Earlier this week I was honoured to receive the OBE for services to planning, at an investiture at Buckingham Palace.


The award of the OBE was made in the Birthday Honours list in June 2016. The investiture ceremony that I attended was held at Buckingham Palace, and the award was presented by Prince William. You have a short chat as you received the medal, and so I was able to make reference to the fact that like the Prince, I have a degree in Geography. We talked about planning and he commented that I did a lot of work internationally. So I was able to mention the work that the Commonwealth Association of Planners has done,and the importance of planning if urbanisation is to be managed in more sustainable ways.

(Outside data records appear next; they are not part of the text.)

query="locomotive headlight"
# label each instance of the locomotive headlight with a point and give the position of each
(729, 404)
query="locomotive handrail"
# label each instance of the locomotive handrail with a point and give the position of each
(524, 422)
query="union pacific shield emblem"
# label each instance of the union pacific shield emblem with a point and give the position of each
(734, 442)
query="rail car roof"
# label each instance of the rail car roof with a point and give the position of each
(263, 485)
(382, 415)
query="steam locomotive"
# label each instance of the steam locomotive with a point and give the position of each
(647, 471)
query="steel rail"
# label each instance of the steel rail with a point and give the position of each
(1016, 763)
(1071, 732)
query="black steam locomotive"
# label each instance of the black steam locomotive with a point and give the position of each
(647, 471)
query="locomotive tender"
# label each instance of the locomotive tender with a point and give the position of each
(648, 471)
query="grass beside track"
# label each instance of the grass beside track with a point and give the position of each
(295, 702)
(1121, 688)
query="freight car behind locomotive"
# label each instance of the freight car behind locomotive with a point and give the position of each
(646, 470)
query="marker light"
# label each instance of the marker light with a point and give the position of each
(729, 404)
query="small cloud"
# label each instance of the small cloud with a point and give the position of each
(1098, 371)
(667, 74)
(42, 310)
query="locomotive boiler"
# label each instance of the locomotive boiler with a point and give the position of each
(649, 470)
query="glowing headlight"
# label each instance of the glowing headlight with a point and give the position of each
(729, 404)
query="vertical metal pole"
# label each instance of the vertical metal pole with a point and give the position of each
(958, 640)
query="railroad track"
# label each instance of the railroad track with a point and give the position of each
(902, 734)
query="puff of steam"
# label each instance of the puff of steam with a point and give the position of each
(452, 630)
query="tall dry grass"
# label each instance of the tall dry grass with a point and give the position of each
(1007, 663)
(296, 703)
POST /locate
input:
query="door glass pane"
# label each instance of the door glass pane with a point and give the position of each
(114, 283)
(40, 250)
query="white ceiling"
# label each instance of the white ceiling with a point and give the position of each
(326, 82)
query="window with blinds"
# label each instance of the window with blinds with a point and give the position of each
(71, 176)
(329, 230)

I am honoured to receive the award, but I realise that whatever I have achieved has depended on the contributions of many others – from my parents, through my school teachers, some inspiring academics, my wife and family, supportive work colleagues, and then more directly over the past 20 years those who supported and took forward the message of the  Commonwealth Association of Planners, „No sustainable development without sustainable urbanisation, and no sustainable urbanisation without effective and pro-poor planning“. In particular I would thank Robert Upton, who as Secretary-General of the Royal Town Planning Institute, backed CAP when it might have gone out of existence in 1999-2000; Judith Eversley, who as RTPI International Officer, was a great talent and support; Annette O’Donnell, who provided the competent administration that made CAP reliable and efficient; Christine Platt, who took CAP to a new level when she succeeded me as President in 2006; and Clive Harridge who has been Secretary-General since 2010 and has sustained my links with CAP ever since.  The list of others who deserve a mention is too long to set out, but as well as CAP and the RTPI and the Commonwealth Foundation, it would encompass people in the other institutions I have been involved with such as ESPON, BEFS and PAS. Underpinning it all are those from earller generations who recognised the importance to all our lives of the places where we live, believed in making a better world for my and subsequent generations, and built a welfare state in post-1945 Britain.